I burned some useful data on CD in my office using sessions in disk utility. When I tried to run it on PC - there was nothing on the disk. I came back to office, tried it on XP via Parallels and still nothing. Did I do anything wrongly?


----------



## ArturoYee (Nov 10, 2006)

I would try a blank R/W CD or a blank CDR. Sessions (creating a new table of contents on a Read Only CD) may not be compatble - _just a guess_.

I have had no problems - and I do use "medium" quality CDRs and CDRWs.


----------



## specter4life (Jan 15, 2007)

This is not Parallels problem of course. The answer will be simple: You used Disk Utility to burn the CD - and it only burns Mac-formatted CDs. PC cannot see this format, it sees only PC Joliet and ISO. There is Toast and some other 3d party products that will help you to burn PC-formatted CDs.


----------



## scathe30 (Jan 10, 2007)

Oh, I see. Thanks
I usually burn my CD in the Finder and it goes fine - this is the first that didn't work. But this time I thought I might need to add something later. 

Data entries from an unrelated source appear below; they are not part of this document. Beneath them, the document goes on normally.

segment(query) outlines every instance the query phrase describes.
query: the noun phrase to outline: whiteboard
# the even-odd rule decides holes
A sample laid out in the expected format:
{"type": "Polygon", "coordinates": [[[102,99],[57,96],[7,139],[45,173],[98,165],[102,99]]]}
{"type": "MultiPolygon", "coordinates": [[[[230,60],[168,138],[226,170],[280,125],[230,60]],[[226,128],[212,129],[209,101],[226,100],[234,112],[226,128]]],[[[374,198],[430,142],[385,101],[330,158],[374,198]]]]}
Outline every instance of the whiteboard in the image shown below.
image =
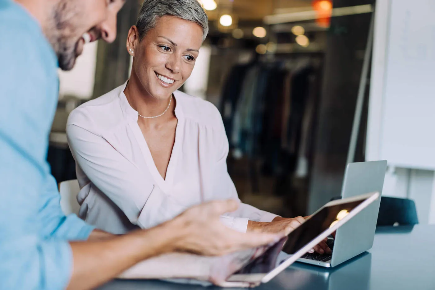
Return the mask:
{"type": "Polygon", "coordinates": [[[366,159],[434,170],[435,1],[377,2],[366,159]]]}

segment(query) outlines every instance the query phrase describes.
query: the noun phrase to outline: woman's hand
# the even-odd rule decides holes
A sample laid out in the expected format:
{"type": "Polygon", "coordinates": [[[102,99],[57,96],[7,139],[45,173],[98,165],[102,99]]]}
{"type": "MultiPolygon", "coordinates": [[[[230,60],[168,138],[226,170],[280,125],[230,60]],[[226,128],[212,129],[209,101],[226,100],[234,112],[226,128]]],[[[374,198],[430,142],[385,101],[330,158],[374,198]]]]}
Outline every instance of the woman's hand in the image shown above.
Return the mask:
{"type": "Polygon", "coordinates": [[[238,202],[233,200],[210,202],[193,206],[167,222],[165,224],[174,230],[172,250],[221,256],[274,243],[285,236],[278,230],[243,233],[224,226],[221,215],[238,206],[238,202]]]}
{"type": "MultiPolygon", "coordinates": [[[[288,235],[303,223],[308,217],[309,217],[297,216],[295,218],[287,218],[277,216],[270,223],[249,221],[247,231],[271,233],[284,231],[286,235],[288,235]]],[[[332,251],[326,244],[327,240],[327,239],[325,238],[313,249],[308,251],[308,253],[312,253],[316,251],[321,254],[331,254],[332,251]]]]}

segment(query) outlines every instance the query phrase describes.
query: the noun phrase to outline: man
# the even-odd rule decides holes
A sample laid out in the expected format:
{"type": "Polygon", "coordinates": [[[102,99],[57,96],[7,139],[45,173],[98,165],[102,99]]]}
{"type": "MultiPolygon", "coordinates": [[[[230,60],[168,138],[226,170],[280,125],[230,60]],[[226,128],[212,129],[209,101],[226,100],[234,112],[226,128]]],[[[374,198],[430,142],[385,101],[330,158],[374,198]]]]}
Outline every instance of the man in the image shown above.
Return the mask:
{"type": "Polygon", "coordinates": [[[234,201],[118,236],[62,213],[46,161],[57,69],[71,69],[85,43],[115,39],[124,2],[0,0],[0,289],[90,289],[162,253],[220,255],[280,237],[224,226],[234,201]]]}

> There is Toast and some other 3d party products that will help you to burn PC-formatted CDs.


You mean to burn sessions that PC would read? That's too bad that there isn't a way to do this:4-thatsba


----------



## specter4life (Jan 15, 2007)

scathe30 said:


> You mean to burn sessions that PC would read? That's too bad that there isn't a way to do this:4-thatsba


Yes, I meant sessions, of course. There are a lot of apps that will help you to do that. Take Toast, for example.


----------



## sinclair_tm (Mar 11, 2005)

sounds like you should just stick with burning from the finder for it to work on the pc. the other thing you could do is have disk utility make a new disk image, the size of the cd, and then tell it to be a sparse space. then the 1st time you mount it, it will ask to be formatted, and then you could do it msdos compatible.
as for non-apple burning utilities, just get toast, period. it is the best, most complete mac disk burning software package out there, and worth every dime it costs if you do alot of burning.


----------



## specter4life (Jan 15, 2007)

sinclair_tm said:


> sounds like you should just stick with burning from the finder for it to work on the pc.
> as for non-apple burning utilities, just get toast, period. it is the best, most complete mac disk burning software package out there, and worth every dime it costs if you do alot of burning.


For burning sessions Toast will work well, but not finder.
Scathe30 should stick to using *toast*:tongue:


----------